A Hong Kong bookseller's revelation of months spent in harrowing detention by mainland Chinese authorities is inflaming tense relations between the semiautonomous city and Beijing, with pro-democracy activists staging protests Friday.
Lam Wing-kee's account to reporters a day earlier directly contradicted the official version of events surrounding the disappearance of him and four other men linked to a Hong Kong publisher of banned books on China's Communist leadership.
His detailed testimony supports widespread suspicions that the five were seized by Beijing authorities as part of a campaign to silence critical voices, and had not willingly traveled to mainland China to voluntarily admit to crimes or help with investigations, as they had previously stated on Chinese television.
The saga of the missing booksellers underscores growing fear in Hong Kong that Beijing is tightening its hold on the city and eroding its considerable autonomy.
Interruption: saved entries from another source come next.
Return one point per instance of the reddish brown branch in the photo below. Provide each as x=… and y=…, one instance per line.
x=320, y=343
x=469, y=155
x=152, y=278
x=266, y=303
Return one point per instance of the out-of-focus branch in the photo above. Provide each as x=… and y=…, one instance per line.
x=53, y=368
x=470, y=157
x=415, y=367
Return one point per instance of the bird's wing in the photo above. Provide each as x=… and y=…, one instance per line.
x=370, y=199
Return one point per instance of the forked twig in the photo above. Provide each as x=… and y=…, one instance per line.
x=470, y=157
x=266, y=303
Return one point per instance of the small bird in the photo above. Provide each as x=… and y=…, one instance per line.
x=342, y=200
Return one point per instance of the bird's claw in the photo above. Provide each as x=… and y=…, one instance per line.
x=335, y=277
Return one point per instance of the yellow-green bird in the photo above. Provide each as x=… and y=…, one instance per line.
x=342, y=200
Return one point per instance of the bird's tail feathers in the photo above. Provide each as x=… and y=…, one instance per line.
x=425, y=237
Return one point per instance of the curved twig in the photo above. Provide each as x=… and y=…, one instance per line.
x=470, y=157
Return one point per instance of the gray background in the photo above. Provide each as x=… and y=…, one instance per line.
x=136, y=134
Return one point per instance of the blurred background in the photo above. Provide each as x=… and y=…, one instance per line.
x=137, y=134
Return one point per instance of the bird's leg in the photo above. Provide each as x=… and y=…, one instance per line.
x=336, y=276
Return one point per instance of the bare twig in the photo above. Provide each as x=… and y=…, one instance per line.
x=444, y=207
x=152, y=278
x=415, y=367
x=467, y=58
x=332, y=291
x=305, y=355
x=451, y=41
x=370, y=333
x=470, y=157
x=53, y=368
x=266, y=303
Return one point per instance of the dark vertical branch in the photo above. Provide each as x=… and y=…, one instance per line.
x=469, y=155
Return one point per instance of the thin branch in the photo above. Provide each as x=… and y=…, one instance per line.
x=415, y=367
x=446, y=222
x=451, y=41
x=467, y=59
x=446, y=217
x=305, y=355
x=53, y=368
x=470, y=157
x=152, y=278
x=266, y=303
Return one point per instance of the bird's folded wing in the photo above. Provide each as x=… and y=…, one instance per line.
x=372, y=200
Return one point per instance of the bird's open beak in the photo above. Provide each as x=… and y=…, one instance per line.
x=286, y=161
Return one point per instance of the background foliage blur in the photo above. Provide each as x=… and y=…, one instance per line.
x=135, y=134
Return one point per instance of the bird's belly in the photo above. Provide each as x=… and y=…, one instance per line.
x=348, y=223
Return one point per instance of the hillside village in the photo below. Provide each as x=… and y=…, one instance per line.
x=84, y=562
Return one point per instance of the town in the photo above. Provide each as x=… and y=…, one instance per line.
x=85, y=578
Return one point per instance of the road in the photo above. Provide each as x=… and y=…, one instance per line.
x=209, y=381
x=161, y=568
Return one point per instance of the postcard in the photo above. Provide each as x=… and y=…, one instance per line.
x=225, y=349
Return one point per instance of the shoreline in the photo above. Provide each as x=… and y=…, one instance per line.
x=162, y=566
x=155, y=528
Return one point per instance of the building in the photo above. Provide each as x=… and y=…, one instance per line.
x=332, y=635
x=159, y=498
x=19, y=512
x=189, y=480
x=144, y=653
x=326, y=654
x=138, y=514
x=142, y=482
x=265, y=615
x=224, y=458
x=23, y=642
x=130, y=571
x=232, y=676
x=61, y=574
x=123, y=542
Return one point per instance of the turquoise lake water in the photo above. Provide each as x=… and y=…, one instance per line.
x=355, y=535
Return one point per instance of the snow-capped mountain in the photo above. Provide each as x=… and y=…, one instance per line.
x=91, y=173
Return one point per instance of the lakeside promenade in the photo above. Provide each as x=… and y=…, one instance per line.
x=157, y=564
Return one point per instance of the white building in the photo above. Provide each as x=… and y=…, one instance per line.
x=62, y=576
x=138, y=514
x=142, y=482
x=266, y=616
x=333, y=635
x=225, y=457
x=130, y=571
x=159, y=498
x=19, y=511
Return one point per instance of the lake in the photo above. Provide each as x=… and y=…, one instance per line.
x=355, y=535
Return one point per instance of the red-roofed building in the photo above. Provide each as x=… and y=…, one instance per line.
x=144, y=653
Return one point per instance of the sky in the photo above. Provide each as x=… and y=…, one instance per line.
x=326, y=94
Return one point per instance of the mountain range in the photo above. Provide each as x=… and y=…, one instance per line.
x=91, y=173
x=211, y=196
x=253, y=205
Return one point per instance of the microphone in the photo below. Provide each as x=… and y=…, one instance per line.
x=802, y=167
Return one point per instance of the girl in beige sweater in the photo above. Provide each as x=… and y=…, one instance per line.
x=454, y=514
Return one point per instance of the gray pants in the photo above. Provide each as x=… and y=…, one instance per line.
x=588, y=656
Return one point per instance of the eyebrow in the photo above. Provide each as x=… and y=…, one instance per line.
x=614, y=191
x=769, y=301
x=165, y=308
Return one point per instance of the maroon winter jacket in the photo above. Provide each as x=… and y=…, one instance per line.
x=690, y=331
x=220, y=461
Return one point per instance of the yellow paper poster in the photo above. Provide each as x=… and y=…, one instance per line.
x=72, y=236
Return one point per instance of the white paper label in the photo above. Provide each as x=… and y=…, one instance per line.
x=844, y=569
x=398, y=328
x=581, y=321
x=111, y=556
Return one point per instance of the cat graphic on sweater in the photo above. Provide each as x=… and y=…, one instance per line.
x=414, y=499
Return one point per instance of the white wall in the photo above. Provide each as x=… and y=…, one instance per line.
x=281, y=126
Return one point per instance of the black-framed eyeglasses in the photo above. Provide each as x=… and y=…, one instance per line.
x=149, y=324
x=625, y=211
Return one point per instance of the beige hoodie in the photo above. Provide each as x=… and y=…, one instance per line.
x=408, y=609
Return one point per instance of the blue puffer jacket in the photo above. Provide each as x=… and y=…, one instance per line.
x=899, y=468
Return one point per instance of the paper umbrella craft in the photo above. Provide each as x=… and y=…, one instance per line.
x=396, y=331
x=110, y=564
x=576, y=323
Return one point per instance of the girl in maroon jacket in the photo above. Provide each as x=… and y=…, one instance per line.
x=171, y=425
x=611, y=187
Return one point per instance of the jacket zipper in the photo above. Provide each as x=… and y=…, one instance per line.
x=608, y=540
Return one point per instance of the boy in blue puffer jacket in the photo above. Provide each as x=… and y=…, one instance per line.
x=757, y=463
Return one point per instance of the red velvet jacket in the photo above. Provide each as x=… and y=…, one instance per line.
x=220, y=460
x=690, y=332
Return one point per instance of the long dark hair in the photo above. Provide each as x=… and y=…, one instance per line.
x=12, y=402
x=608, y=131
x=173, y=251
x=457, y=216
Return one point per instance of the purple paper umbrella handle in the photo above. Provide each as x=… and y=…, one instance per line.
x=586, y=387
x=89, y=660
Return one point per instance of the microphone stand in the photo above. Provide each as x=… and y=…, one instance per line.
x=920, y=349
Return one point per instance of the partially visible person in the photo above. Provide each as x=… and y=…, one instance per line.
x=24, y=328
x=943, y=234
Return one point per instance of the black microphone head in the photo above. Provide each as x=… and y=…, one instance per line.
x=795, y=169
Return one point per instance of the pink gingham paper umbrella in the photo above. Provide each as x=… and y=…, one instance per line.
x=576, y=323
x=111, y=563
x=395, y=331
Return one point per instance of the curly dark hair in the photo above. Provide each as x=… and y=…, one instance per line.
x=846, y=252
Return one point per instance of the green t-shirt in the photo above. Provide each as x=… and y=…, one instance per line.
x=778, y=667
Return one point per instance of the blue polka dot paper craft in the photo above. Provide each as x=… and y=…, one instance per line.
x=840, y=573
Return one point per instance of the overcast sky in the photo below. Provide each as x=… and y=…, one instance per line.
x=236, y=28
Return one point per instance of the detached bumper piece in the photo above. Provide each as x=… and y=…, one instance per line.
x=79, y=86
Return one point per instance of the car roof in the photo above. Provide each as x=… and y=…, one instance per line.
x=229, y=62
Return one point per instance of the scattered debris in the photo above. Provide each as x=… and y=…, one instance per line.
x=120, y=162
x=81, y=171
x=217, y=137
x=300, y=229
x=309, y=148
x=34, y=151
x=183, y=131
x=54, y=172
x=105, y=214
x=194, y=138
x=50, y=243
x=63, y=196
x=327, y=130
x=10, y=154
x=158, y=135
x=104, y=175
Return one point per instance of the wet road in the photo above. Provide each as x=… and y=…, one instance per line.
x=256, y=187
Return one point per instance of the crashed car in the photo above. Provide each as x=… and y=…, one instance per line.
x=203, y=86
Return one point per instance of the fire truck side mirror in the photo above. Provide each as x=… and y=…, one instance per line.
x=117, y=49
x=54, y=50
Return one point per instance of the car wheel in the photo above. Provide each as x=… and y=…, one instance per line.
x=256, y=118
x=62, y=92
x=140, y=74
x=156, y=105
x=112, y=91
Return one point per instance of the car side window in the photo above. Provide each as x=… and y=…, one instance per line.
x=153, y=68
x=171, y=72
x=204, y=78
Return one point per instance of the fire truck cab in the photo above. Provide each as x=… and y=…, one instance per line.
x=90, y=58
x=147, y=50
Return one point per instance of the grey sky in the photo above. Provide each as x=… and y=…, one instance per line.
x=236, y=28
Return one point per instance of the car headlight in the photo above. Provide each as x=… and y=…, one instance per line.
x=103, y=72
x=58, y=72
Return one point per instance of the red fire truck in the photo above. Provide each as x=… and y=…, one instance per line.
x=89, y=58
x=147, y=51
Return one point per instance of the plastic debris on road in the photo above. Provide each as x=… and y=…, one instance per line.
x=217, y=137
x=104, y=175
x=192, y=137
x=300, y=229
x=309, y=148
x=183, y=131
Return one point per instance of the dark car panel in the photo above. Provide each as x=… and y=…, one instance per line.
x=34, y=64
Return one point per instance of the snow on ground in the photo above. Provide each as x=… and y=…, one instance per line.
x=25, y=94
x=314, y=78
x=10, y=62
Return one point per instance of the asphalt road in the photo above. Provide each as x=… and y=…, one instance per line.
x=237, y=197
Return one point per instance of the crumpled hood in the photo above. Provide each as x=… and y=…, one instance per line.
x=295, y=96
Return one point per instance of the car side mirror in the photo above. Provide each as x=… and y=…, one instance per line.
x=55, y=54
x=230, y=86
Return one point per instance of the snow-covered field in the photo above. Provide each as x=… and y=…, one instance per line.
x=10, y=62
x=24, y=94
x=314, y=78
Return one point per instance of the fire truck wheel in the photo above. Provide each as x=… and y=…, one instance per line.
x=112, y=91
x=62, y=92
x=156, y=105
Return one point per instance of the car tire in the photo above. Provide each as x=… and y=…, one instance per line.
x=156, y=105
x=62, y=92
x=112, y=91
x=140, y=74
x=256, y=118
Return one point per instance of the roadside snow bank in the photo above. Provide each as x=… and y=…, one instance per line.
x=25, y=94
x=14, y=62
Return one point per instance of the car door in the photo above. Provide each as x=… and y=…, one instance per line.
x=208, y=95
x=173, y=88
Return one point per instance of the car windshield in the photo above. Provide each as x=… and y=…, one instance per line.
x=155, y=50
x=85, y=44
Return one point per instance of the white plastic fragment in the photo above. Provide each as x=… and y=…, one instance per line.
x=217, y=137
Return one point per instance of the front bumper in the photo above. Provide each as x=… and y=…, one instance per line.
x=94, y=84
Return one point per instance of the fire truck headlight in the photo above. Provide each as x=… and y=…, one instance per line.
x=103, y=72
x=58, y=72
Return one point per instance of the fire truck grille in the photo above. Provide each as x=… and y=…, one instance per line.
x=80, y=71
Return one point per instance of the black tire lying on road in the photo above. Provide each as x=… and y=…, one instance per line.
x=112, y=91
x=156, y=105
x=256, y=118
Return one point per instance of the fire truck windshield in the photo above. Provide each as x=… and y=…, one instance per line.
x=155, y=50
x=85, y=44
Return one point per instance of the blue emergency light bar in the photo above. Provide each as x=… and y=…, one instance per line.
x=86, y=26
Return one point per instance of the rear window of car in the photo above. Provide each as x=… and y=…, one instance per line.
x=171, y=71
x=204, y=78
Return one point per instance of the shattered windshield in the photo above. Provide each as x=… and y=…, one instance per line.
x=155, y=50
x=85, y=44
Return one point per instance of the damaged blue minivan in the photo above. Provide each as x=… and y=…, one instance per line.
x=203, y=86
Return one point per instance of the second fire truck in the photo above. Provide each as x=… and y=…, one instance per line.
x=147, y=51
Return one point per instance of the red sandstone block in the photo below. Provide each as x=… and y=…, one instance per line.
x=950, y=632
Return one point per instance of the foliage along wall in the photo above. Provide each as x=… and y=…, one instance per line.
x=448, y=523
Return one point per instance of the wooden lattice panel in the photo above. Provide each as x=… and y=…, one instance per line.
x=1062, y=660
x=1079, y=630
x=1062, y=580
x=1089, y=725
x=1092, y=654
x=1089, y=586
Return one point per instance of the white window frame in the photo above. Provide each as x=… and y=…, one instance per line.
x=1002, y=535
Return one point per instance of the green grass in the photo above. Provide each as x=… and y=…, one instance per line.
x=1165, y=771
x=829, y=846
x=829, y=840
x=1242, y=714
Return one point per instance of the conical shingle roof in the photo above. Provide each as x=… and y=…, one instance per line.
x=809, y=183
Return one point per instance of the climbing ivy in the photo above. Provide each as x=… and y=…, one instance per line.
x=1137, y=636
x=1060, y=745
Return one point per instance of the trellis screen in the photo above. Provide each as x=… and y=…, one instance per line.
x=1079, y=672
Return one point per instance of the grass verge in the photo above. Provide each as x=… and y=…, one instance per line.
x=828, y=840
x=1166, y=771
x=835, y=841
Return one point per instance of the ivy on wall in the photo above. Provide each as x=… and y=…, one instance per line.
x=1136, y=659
China's Communist government took over control of Hong Kong from Britain in 1997, promising to let it retain civil liberties such as freedom of speech for 50 years under a system known as "one country, two systems.''
The case "will make the people of Hong Kong feel unsafe and there will be a blow to the already fragile one country, two systems'' framework, said Zhang Lifan, a political commentator in Beijing. "The Hong Kong public will no longer believe what (the government) says in the future and it may result in a public trust crisis.''
In Beijing, Ministry of Foreign Affairs spokeswoman Hua Chunying said "China is unswervingly determined to implement the policy of `one country, two systems.''' She told a regular news briefing that Lam is a Chinese citizen and "violated Chinese laws in mainland China, thus the competent authorities in China certainly have the rights to deal with it in accordance with law.''
Public discontent has risen sharply in recent years over mainland China's rising influence in Hong Kong. In 2014, activists brought key intersections to a standstill for 79 days to protest Beijing's decision to restrict elections for the city's top leader. The protests ended when Hong Kong's Beijing-backed leader refused to make concessions, but they spawned a new wave of radical activist groups campaigning against the disappearance of Hong Kong's Cantonese culture and advocating its independence from China.
Some of these groups plan to field candidates against both pro-Beijing rivals and moderate established pro-democratic parties in citywide legislative elections set for September, which threatens to further polarize the city.
"There's really a need for mainland officials to examine their policies and think about how over the last couple years their hard line on democracy and increasing interference in Hong Kong has stirred up a lot of opposition,'' said Michael Davis, a law professor and constitutional affairs expert at Hong Kong University.
In Hong Kong on Friday, three pro-democracy political parties held separate rallies in front of Beijing's liaison office to vent their anger.
Protesters from Demosisto, a small, newly formed political party run by young people including teen activist Joshua Wong, tossed newspapers with front-page stories about the case, a banned book and a petition letter over the liaison office's fence. They carried placards that said, "No cross-border abduction.''
Lam "risked his life to tell the truth and he risked his life to protect the values of Hong Kong people,'' said Nathan Law, Demosisto's president. "He somehow united all the Hong Kong people and we realized that the dirty hand of the tyrants is getting closer and every one of us is at risk.''
The disappearances also shocked the city because one of the men, British citizen Lee Bo, is suspected of being abducted to the mainland by Chinese security agents operating in Hong Kong, which is prohibited by Hong Kong's mini-constitution. Lam said Lee confirmed this to him on Thursday, contradicting Lee's earlier statements that he made his own way to the mainland.
Lam said he was detained after crossing Hong Kong's border with mainland China, blindfolded for a 13-hour train ride to a city near Shanghai and confined for five months in a small room, where he was kept under surveillance and interrogated.
He said his interrogators wanted details of the buyers and authors of his company's books, which were popular with Chinese visitors to Hong Kong but banned in the mainland.
He was forced to sign a confession that was used as a script when he went on a Chinese TV channel to say he broke the law by mailing his company's books to the mainland.